Ein individuell zusammengestellter Fabrikbesuchsplan sorgte zum einen für einen reibungslosen Ablauf. Zum anderen stellte das Organisationsteam auf diese Weise sicher, dass die unterschiedlichen Interessen und Ziele der Einkäufer:innen nicht zu kurz kamen: „Durch Corona sind klassische Lieferbeziehungen getrennt worden, Preise von Rohmaterialien, Transportkosten und Arbeitslöhne sind teils deutlich gestiegen. Wir suchen daher neue, verlässliche Sourcing-Alternativen und freuen uns, zum ersten Mal die Potenziale in Ghana zu erkunden“, sagt Ralf Polito, Chief Operating Officer bei Eterna. In seine Zuständigkeiten fallen die Bereiche Logistik, Eigenproduktion und Fremdzukauf.
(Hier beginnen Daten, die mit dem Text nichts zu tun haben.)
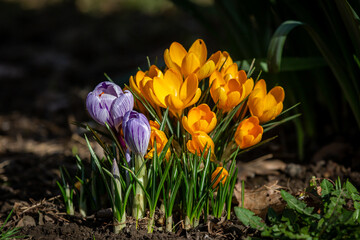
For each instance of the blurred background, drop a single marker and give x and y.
(53, 52)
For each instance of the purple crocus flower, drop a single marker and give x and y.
(128, 156)
(136, 129)
(120, 106)
(99, 101)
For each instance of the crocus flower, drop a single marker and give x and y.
(174, 92)
(223, 175)
(120, 106)
(229, 87)
(266, 106)
(222, 60)
(137, 131)
(198, 143)
(142, 83)
(192, 61)
(99, 101)
(199, 118)
(161, 140)
(248, 133)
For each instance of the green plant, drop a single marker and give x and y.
(332, 213)
(10, 233)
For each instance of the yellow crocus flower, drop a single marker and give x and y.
(266, 106)
(192, 61)
(174, 92)
(224, 174)
(142, 85)
(248, 133)
(229, 87)
(222, 60)
(199, 118)
(161, 141)
(199, 141)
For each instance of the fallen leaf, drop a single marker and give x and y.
(260, 199)
(260, 166)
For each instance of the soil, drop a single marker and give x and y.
(49, 60)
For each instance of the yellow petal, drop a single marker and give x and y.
(248, 86)
(199, 48)
(194, 115)
(169, 63)
(177, 53)
(233, 100)
(278, 93)
(174, 104)
(256, 106)
(190, 64)
(170, 84)
(206, 70)
(188, 88)
(133, 85)
(232, 71)
(154, 71)
(260, 88)
(194, 99)
(186, 125)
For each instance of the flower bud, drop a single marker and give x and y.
(223, 175)
(266, 106)
(199, 118)
(120, 106)
(99, 101)
(198, 143)
(248, 133)
(137, 131)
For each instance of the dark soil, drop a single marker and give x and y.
(49, 60)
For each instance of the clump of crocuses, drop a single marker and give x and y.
(177, 150)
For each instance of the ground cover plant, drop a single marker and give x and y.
(204, 113)
(49, 62)
(323, 211)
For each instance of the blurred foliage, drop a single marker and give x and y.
(100, 7)
(331, 37)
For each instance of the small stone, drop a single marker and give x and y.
(26, 221)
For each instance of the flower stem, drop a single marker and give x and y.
(151, 222)
(187, 223)
(138, 210)
(169, 223)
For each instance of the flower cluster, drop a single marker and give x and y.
(194, 117)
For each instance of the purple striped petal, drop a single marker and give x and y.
(136, 129)
(99, 101)
(128, 156)
(121, 105)
(108, 88)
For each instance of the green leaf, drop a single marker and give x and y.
(326, 188)
(248, 218)
(298, 205)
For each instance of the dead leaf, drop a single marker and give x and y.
(259, 200)
(260, 166)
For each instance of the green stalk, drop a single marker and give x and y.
(187, 223)
(151, 222)
(69, 202)
(196, 222)
(82, 201)
(138, 210)
(169, 223)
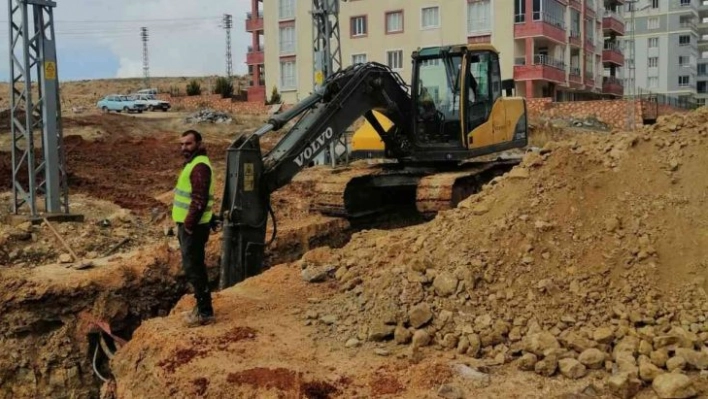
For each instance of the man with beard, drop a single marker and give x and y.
(192, 211)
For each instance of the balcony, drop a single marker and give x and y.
(590, 8)
(255, 56)
(574, 77)
(543, 68)
(543, 24)
(254, 23)
(612, 85)
(575, 38)
(612, 54)
(613, 23)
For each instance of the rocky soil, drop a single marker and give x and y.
(581, 273)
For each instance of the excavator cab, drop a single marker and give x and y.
(458, 109)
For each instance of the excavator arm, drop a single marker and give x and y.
(323, 117)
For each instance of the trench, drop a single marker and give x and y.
(47, 351)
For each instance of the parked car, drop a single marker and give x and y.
(120, 103)
(153, 103)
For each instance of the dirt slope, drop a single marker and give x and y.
(586, 263)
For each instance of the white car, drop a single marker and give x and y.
(152, 102)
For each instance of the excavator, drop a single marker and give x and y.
(435, 131)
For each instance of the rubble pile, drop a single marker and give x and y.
(208, 115)
(587, 258)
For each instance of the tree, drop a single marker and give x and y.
(194, 88)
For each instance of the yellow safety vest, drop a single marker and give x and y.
(183, 192)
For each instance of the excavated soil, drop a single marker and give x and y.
(581, 273)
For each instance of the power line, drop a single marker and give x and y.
(146, 65)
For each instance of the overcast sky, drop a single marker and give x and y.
(101, 38)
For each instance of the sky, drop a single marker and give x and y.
(101, 38)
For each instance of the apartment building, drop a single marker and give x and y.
(552, 48)
(702, 67)
(666, 42)
(254, 56)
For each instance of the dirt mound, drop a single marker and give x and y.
(589, 255)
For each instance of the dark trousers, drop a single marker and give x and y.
(193, 253)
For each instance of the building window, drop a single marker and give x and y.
(288, 75)
(286, 9)
(395, 59)
(653, 81)
(479, 17)
(653, 23)
(287, 40)
(430, 17)
(358, 25)
(519, 11)
(358, 59)
(394, 22)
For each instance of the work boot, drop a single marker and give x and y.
(196, 319)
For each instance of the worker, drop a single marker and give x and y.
(192, 211)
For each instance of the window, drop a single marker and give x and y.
(479, 17)
(429, 17)
(653, 23)
(358, 58)
(394, 22)
(287, 40)
(286, 9)
(288, 79)
(358, 25)
(519, 11)
(395, 59)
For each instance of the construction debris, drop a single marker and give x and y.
(209, 116)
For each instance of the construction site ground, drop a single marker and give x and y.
(579, 274)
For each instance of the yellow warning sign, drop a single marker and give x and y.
(50, 70)
(319, 77)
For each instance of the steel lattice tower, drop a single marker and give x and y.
(229, 62)
(327, 58)
(146, 64)
(32, 49)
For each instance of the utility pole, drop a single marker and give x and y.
(32, 50)
(146, 63)
(229, 62)
(327, 58)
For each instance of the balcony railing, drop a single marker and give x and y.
(612, 46)
(613, 15)
(548, 18)
(542, 59)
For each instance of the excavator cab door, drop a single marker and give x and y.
(481, 87)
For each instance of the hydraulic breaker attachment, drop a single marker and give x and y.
(244, 207)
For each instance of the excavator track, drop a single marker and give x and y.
(380, 190)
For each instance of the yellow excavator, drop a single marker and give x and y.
(436, 133)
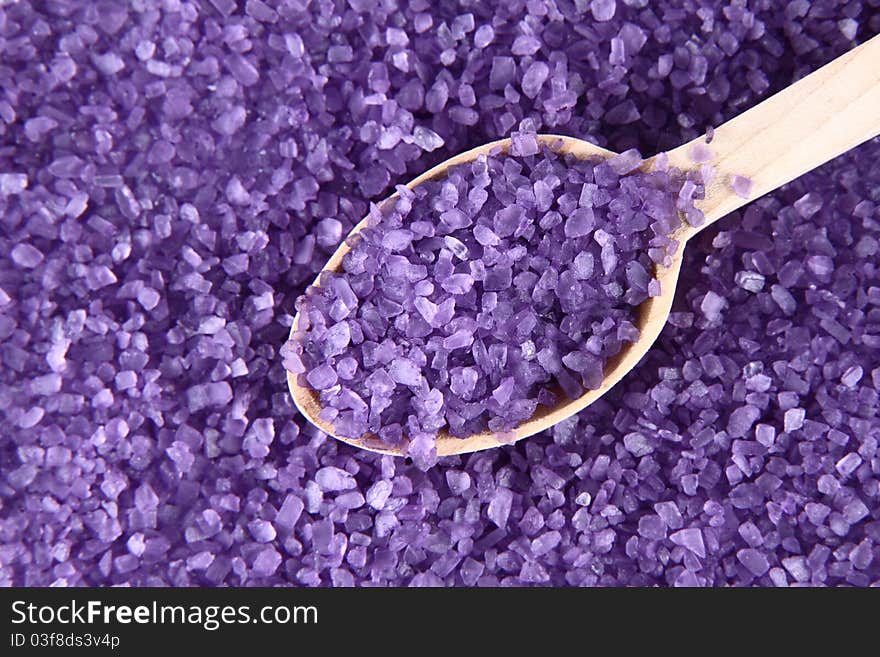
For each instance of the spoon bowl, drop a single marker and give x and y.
(821, 116)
Nachhaltigkeit als wichtiges Kriterium
Alle besuchten Partnerbetriebe legen großen Wert auf die Einhaltung von Menschenrechten und internationalen Sozial- und Umweltstandards. Mit einem Mix aus Workshops und Fabrikbesuchen werden die Personal- und Compliance-Manager der Fabriken geschult und bei der Umsetzung begleitet. Das kommt bei den Einkäufer:innen aus dem Ausland gut an: „Natürlich sind Nachhaltigkeitsstandards wichtig. Wichtig ist für uns aber zunächst einmal, ob ein Zulieferer grundsätzlich bereit ist, sich gemeinsam mit uns weiterzuentwickeln. Nachhaltigkeit ist eine lange Reise die vermutlich niemals endet, und nur wer bereit ist, diesen Weg mit uns zu gehen, kann unser Partner werden“, sagt Tom Illbruck, Inhaber der deutschen Textilmanufaktur Global Tactics.
Den Höhepunkt der Unternehmerreise stellte ein Netzwerktreffen mit ghanaischen Vertreter:innen des Wirtschaftsministeriums (Ministry of Trade and Industry, MOTI) und dem Textilverband AGAM dar. Alle teilnehmenden Unternehmen zeigten sich vom Potenzial der ghanaischen Bekleidungsindustrie positiv überrascht und ziehen erste Testbestellungen in Erwägung.
Entwicklungspotenziale sehen die Unternehmen vor allem rund um den Ausbau der lokalen Stoffproduktion und die Erweiterung der lokalen und regionalen Wertschöpfung – von der Baumwolle bis zum versandfertigen Kleidungsstück gesehen. Dennoch: Die lokalen Bekleidungsproduzenten haben bisher definitiv geliefert. Nun sind die Einkäufer:innen aus dem Ausland am Drücker.